Why use home care visits in clinical trials?
Study participation can cause significant burden for patients: the frequency of requested clinic visits is usually high, the time spent at the study site can exceed many hours until all requested data are collected and not to forget the sheer travel time. Even in studies with a patient population suffering from mild diseases, the time consuming aspect of study participation keeps many eligible patients off from taking part in studies.
Recruitment rates and drop-out rates are even more affected by the burden of study participation in the following groups of patients:
- Severely ill patients, particularly those with a life-threatening or disabling diagnosis, as clinic visits might become more difficult
- Rare diseases, if distances between study site and home of patients are quite far
To avoid low recruitment rates or high drop-out rates in such studies, the concept of home care visits in clinical studies is becoming more and more popular over the last years.
The core idea of home care visits is to provide selected study visits in the home of the patient, performed by a local nurse who is trained on the study specifically for this purpose. Depending on the legal background in different countries, these nurses may perform – as examples, not limited to these – the following tasks:
- Body assessment
- Vital signs, weight,
- Blood collection and shipment of samples
- Supporting the patient with diary entries
- Application of Investigational products
- Taking photographs of wounds, injection sites, etc.
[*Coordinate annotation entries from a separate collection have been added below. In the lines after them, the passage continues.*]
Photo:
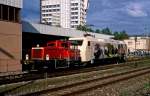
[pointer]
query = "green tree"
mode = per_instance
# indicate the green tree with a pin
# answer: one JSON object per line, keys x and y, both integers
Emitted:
{"x": 84, "y": 28}
{"x": 121, "y": 35}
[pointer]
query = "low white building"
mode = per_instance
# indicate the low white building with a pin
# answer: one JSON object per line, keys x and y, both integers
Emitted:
{"x": 138, "y": 43}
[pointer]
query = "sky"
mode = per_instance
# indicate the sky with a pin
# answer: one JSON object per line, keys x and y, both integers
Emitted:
{"x": 133, "y": 16}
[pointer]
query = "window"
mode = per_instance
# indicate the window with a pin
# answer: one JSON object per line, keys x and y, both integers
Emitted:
{"x": 76, "y": 8}
{"x": 9, "y": 13}
{"x": 129, "y": 43}
{"x": 74, "y": 13}
{"x": 74, "y": 4}
{"x": 76, "y": 42}
{"x": 88, "y": 43}
{"x": 65, "y": 45}
{"x": 51, "y": 45}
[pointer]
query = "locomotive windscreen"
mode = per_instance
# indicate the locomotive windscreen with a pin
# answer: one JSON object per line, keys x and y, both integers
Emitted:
{"x": 76, "y": 42}
{"x": 37, "y": 53}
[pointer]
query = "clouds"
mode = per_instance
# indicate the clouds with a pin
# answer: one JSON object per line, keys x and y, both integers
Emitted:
{"x": 129, "y": 15}
{"x": 136, "y": 10}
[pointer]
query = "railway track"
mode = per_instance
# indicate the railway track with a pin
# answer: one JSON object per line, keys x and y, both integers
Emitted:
{"x": 90, "y": 84}
{"x": 34, "y": 76}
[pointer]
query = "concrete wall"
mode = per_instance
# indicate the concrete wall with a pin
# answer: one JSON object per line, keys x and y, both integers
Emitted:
{"x": 14, "y": 3}
{"x": 10, "y": 46}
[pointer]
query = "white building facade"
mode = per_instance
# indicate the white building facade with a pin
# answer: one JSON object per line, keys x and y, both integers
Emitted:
{"x": 64, "y": 13}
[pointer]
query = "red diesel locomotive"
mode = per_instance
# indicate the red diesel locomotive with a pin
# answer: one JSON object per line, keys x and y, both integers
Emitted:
{"x": 57, "y": 54}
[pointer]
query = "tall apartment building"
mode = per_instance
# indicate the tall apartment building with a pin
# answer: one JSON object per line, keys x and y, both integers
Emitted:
{"x": 64, "y": 13}
{"x": 10, "y": 35}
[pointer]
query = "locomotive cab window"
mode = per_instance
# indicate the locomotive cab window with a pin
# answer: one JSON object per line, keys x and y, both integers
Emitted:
{"x": 77, "y": 42}
{"x": 51, "y": 44}
{"x": 65, "y": 45}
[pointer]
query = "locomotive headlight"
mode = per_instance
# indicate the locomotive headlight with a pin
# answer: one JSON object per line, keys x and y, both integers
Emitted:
{"x": 47, "y": 57}
{"x": 27, "y": 57}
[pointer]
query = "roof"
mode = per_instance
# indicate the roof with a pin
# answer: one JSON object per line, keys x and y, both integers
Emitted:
{"x": 50, "y": 30}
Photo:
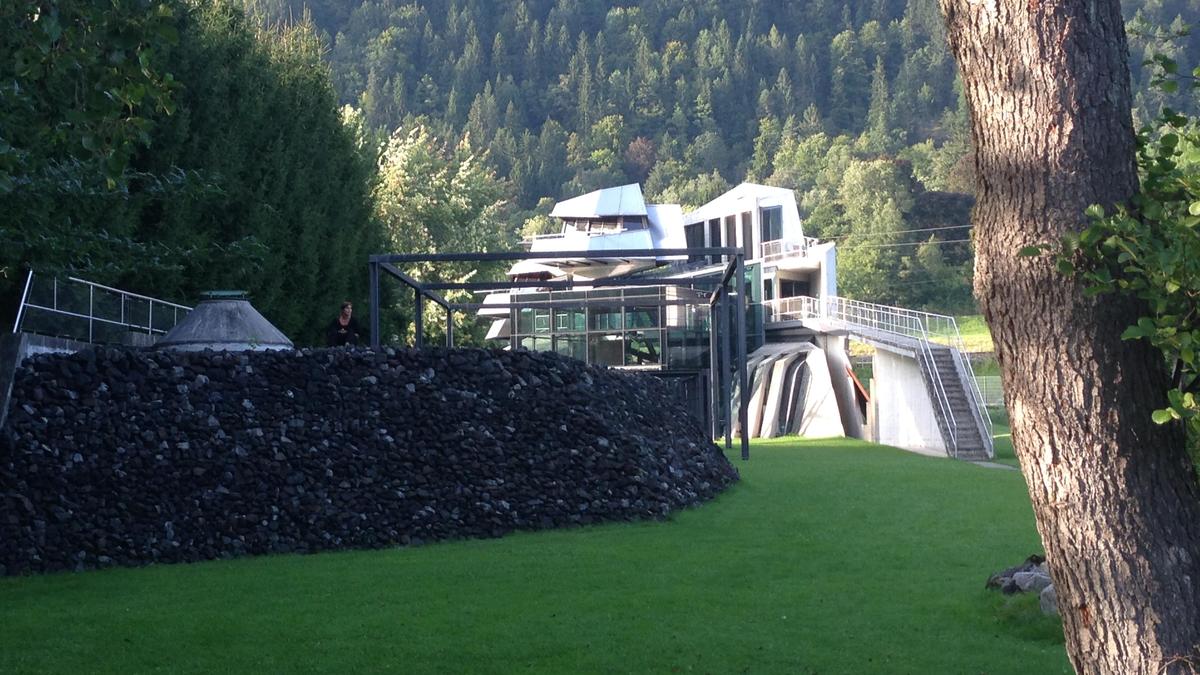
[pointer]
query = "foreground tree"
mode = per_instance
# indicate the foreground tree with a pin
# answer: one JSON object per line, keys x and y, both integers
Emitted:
{"x": 1115, "y": 497}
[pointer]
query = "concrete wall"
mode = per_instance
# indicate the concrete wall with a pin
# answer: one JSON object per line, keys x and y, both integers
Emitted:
{"x": 822, "y": 417}
{"x": 838, "y": 360}
{"x": 904, "y": 413}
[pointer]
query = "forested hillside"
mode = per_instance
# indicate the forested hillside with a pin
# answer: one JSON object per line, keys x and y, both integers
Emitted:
{"x": 173, "y": 147}
{"x": 180, "y": 145}
{"x": 855, "y": 105}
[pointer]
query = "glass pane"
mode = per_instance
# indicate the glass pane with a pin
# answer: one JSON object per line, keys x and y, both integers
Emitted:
{"x": 643, "y": 347}
{"x": 535, "y": 344}
{"x": 574, "y": 346}
{"x": 642, "y": 317}
{"x": 605, "y": 348}
{"x": 525, "y": 321}
{"x": 570, "y": 321}
{"x": 605, "y": 318}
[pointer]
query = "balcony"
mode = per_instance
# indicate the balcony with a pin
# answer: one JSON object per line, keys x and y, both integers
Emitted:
{"x": 784, "y": 249}
{"x": 599, "y": 242}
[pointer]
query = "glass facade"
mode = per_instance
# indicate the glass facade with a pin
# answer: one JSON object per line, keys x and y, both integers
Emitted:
{"x": 629, "y": 327}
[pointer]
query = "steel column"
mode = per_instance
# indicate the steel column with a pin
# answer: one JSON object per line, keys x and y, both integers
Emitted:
{"x": 726, "y": 370}
{"x": 419, "y": 321}
{"x": 375, "y": 305}
{"x": 743, "y": 376}
{"x": 714, "y": 394}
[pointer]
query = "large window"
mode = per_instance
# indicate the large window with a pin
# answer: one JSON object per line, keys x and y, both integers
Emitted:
{"x": 748, "y": 237}
{"x": 625, "y": 328}
{"x": 695, "y": 236}
{"x": 772, "y": 223}
{"x": 714, "y": 238}
{"x": 793, "y": 288}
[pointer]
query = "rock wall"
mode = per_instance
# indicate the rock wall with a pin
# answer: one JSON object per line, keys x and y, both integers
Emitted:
{"x": 119, "y": 457}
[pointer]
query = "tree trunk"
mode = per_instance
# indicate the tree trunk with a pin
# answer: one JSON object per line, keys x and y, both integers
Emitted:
{"x": 1116, "y": 501}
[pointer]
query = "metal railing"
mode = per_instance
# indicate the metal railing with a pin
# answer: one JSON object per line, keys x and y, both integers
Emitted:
{"x": 93, "y": 312}
{"x": 780, "y": 249}
{"x": 791, "y": 309}
{"x": 923, "y": 327}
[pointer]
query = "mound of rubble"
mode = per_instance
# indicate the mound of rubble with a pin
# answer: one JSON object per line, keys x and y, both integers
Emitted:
{"x": 120, "y": 457}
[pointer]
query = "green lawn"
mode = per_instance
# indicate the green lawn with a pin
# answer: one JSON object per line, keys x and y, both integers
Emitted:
{"x": 829, "y": 556}
{"x": 975, "y": 332}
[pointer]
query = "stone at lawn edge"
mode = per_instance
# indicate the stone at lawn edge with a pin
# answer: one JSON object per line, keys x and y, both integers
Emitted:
{"x": 1031, "y": 581}
{"x": 1049, "y": 601}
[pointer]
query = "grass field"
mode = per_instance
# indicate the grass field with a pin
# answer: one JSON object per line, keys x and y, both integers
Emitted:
{"x": 976, "y": 334}
{"x": 829, "y": 556}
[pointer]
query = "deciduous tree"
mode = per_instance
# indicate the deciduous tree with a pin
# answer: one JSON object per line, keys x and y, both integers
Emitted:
{"x": 1115, "y": 497}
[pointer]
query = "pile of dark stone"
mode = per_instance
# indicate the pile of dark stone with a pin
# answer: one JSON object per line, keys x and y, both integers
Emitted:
{"x": 1030, "y": 577}
{"x": 119, "y": 457}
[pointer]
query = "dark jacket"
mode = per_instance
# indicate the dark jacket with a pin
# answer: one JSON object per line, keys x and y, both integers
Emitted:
{"x": 339, "y": 335}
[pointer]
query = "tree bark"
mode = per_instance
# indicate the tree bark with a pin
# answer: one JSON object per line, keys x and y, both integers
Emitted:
{"x": 1115, "y": 496}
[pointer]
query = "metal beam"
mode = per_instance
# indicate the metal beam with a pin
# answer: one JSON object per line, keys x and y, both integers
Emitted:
{"x": 743, "y": 376}
{"x": 726, "y": 370}
{"x": 633, "y": 254}
{"x": 730, "y": 269}
{"x": 375, "y": 305}
{"x": 419, "y": 322}
{"x": 713, "y": 370}
{"x": 562, "y": 285}
{"x": 579, "y": 303}
{"x": 414, "y": 284}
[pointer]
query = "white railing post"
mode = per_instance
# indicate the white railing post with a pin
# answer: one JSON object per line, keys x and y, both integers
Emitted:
{"x": 24, "y": 297}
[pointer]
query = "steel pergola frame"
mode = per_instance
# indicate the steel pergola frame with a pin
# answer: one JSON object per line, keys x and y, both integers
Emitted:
{"x": 724, "y": 357}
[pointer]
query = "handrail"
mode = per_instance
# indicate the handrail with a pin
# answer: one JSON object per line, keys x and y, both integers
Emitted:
{"x": 945, "y": 329}
{"x": 130, "y": 293}
{"x": 91, "y": 317}
{"x": 24, "y": 296}
{"x": 779, "y": 249}
{"x": 923, "y": 327}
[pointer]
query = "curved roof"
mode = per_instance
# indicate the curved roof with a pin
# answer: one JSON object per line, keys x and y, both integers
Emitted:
{"x": 624, "y": 201}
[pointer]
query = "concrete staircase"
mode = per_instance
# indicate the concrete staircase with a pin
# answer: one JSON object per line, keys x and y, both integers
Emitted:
{"x": 972, "y": 443}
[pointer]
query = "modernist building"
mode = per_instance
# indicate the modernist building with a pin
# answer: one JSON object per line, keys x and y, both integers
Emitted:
{"x": 797, "y": 327}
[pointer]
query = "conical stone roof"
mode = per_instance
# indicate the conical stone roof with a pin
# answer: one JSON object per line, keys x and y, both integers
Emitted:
{"x": 225, "y": 324}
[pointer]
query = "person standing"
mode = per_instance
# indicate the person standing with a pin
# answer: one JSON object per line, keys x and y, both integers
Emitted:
{"x": 343, "y": 330}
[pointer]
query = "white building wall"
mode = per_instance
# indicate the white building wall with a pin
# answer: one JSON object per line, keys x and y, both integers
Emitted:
{"x": 904, "y": 412}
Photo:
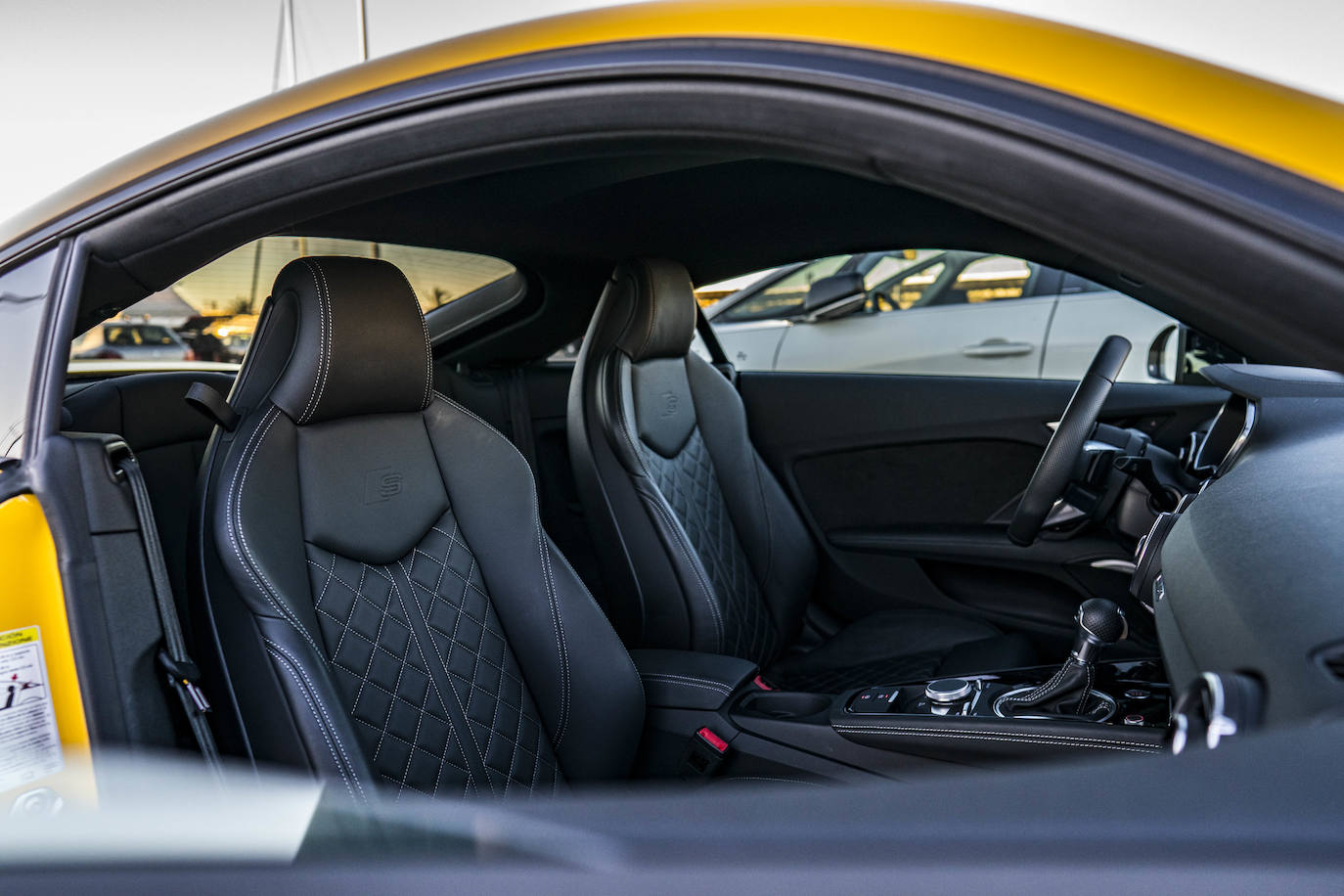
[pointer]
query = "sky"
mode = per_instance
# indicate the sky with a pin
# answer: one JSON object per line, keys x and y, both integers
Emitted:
{"x": 87, "y": 81}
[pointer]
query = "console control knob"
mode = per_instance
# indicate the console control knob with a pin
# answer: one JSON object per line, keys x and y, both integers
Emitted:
{"x": 948, "y": 691}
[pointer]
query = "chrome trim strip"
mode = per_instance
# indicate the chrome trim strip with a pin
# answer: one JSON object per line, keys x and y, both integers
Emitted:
{"x": 1251, "y": 413}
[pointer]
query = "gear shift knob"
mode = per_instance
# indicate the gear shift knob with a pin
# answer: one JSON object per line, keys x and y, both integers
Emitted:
{"x": 1099, "y": 623}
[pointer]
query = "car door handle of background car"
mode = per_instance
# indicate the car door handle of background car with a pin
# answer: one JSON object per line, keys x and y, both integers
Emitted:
{"x": 998, "y": 348}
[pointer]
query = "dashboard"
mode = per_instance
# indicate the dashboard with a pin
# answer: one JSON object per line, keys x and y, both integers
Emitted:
{"x": 1246, "y": 576}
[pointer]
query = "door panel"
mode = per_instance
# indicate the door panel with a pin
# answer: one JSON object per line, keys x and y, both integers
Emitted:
{"x": 1082, "y": 321}
{"x": 750, "y": 345}
{"x": 983, "y": 338}
{"x": 897, "y": 477}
The local nurse is part of the study team, by delegation of the Principal Investigator before she starts her duties.
To illustrate the organizational framework, let me describe the processes step-by-step:
- Study Site includes a patient in a specific study
- Protocol specifies which visits may be performed as home care visits
- Ethic Committee and governmental authorities have agreed in advance
- Site sends request form to vendor of home care visits, informing about postal code of patient and dates of planned home care visits
- Vendor identifies and trains a local nurse (and a back up, if feasible)
- Local nurse introduces herself at study site and is being delegated on Authorization Log by Principal Investigator
- Vendor provides all necessary material to perform the study tasks to the local nurse
- Local nurse visits the patient in his or her home as requested by the site, performing the tasks described in the protocol
- Local nurses documents all necessary details on a worksheet. A copy of this worksheet is sent to the vendor for quality control within 24 hours. After quality control the worksheets are forwarded to the site.
- In case of signs or symptoms or any unexpected situation, the nurse informs the site immediately
- The medical responsibility for the patient stays with the site, first of all with the Principal Investigator.
To give the patient the best benefit possible, the organization of all these steps needs to be performed very carefully and on a professional basis. Frequently various vendors like central labs and couriers in case of blood draws, providers of e-diaries or couriers for (temperature-controlled) IP-delivery are involved and communication between all of them is the most challenging as well as most important aspect for success.
Although management of all these different parties requests high staff capability as well as a good portion of patience and humor, it seems to be worth the investment. After all, patients are very thankful for these services and the possibility to take part in studies which wouldn’t be possible without home care visits.